A more subversive form of destruction is recycling brand new stock. No brand is unaware of the high-ranking importance of sustainability for consumers (or their intolerance for wasteful business practices). However, recycling is an energy-intensive service with a low-value end product. ‘Shoddy’ is a name given to the fibres (natural, synthetic or blended) leftover once garments have gone through the tearing line. It can be used to make seat filling, emergency blankets or woven with virgin fibres to make partially recycled goods. However, it is a CSR myth that recycling leads to a new garment.
This is why Parker Lane Group encourages re-commercing into alternative markets as the first point of call despite having in-house recycling facilities. “The most sustainable option for retailers is to extend the product life cycle,” Kassardjian explains. “Everyone knows it is wasteful to produce, but people need to know unnecessary destruction is also unethical.”
Holding onto stock
The third mistake brands make is holding onto unsold stock, with the hopes of selling new stock in the coming year. This is a costly mistake – each item sitting in a brand’s warehouse is costing them money by the day. There’s a reason the industry coins excess inventory as ‘deadstock’. It is, by definition, terminal.
There are huge financial repercussions for brands relying on D2C sales alone, especially as the UK and Europe head into further lockdowns and a Brexit No-Deal becomes a real possibility. As unemployment continues to rise, cash investments are halted and consumers hold onto their cash as they enter survival mode, it is unlikely the future promises fast moving sales in the coming year. This translates into steep operational and storage costs for brands that would do better investing that cash into effective re-commerce operations.
As a solution to the above, Parker Lane Group is currently developing a SaaS offering for fashion retailers. The SaaS automatically determines the optimum exit route for each item before the company fulfils the order. This provides retailers with secure access to Parker Lane Group’s expansive client pool of over 1,400 regular B2B customers. Most importantly, it empowers retailers with flexible and immediately available stock exit routes at all times.

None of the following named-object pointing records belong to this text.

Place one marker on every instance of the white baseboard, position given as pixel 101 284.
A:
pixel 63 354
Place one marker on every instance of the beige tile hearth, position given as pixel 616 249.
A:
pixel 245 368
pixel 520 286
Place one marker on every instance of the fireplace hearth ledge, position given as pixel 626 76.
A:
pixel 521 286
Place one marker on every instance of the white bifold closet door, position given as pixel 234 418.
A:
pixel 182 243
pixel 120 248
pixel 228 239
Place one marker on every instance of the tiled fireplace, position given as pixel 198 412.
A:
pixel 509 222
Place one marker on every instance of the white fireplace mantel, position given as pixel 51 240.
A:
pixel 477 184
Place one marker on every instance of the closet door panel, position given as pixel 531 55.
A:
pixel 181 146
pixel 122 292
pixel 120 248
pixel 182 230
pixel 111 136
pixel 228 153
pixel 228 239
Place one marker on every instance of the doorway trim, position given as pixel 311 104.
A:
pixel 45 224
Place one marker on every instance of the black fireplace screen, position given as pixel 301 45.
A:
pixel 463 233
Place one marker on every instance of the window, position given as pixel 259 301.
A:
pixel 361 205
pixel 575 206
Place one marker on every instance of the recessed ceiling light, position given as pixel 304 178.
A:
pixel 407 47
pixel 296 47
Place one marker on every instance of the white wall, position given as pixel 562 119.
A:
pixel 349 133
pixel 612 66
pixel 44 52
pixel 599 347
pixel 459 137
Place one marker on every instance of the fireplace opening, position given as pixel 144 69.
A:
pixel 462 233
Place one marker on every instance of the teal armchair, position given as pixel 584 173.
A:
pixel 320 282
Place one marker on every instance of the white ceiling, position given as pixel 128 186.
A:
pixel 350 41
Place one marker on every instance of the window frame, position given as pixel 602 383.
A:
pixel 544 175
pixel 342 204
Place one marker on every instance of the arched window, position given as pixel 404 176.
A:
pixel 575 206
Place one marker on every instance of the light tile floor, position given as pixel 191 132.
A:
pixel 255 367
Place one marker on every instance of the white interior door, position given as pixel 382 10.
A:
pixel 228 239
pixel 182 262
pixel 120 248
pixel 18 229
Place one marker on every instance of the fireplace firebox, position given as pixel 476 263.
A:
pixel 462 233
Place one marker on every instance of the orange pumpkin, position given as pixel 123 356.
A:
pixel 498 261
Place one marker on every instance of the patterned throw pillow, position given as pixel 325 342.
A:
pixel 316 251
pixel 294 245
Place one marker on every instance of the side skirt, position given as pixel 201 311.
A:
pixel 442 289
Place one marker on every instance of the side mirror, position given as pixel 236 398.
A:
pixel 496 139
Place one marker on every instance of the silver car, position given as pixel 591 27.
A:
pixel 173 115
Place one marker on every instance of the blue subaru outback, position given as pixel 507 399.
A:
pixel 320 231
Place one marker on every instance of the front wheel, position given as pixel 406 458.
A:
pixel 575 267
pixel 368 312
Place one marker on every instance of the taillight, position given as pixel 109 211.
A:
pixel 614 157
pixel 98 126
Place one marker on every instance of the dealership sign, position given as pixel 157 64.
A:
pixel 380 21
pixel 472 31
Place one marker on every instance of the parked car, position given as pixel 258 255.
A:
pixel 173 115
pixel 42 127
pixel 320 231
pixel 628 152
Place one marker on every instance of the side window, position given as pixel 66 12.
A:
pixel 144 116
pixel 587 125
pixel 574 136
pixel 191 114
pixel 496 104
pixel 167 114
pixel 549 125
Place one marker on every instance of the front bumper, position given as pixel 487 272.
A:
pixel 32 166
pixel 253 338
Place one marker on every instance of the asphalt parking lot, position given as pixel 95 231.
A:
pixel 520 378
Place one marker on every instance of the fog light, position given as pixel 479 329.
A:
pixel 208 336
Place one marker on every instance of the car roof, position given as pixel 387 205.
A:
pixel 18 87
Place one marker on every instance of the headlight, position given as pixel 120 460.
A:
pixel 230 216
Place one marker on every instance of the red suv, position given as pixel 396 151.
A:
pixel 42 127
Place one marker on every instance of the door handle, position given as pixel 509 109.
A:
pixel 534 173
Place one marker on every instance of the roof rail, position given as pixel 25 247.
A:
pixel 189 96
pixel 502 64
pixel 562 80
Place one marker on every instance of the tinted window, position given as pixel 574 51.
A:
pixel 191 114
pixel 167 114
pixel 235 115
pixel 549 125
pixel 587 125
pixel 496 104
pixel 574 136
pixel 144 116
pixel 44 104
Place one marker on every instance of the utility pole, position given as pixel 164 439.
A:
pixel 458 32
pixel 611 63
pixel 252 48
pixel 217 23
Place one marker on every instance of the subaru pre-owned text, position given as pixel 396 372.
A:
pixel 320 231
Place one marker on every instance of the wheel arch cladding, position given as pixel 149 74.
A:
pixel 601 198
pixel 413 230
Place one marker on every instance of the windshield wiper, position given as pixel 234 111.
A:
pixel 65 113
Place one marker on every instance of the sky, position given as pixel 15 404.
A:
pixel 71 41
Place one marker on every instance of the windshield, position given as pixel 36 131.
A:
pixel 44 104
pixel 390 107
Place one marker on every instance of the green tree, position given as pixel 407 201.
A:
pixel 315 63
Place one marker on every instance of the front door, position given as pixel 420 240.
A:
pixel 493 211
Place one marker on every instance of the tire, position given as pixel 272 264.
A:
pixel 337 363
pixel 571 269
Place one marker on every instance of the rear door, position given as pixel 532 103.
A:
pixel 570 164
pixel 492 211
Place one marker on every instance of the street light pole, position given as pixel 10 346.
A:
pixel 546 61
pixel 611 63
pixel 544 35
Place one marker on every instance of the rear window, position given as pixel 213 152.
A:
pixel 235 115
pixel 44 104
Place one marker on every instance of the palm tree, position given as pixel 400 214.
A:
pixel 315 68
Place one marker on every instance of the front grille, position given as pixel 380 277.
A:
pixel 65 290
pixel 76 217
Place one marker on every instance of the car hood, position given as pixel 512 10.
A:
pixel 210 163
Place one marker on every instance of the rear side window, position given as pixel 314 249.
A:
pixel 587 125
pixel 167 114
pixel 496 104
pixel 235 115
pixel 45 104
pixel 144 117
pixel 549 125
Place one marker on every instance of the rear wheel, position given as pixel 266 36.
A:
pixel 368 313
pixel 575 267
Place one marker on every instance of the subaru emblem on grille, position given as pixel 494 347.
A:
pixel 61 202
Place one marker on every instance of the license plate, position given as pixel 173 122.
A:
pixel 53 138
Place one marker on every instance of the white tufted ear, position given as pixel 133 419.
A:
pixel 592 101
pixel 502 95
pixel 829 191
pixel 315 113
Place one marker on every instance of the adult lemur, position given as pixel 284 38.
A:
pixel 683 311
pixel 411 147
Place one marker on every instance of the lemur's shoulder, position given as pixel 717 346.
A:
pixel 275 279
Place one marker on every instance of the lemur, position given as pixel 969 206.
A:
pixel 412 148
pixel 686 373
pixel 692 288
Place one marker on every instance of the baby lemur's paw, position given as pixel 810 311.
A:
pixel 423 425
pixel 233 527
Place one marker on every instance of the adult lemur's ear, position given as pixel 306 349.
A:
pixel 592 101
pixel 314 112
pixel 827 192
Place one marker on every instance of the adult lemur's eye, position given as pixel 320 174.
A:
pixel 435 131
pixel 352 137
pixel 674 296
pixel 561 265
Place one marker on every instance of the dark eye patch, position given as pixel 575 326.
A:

“The software onboards retailer systems, giving them a quick understanding of the value of their unsold stock,” elaborates Aleksandra Banasik, the COO of Parker Lane Group. “Although we are still in the pilot stage, this product crystallises all our expertise into one quick solution.”
Parker Lane Group’s solution:
In re-framing their understanding of excess inventory as an inevitable supply chain issue, brands empower themselves to manage it effectively. The pitfall retailers continue to fall into is continuing to resort to outdated solutions to challenge current problems. In doing so, brands resort into unnecessary, painful trade-offs that translate into lost revenue. Brands would be wise to invest in the right partnerships required to convert these problems into not only solutions, but opportunities for future growth.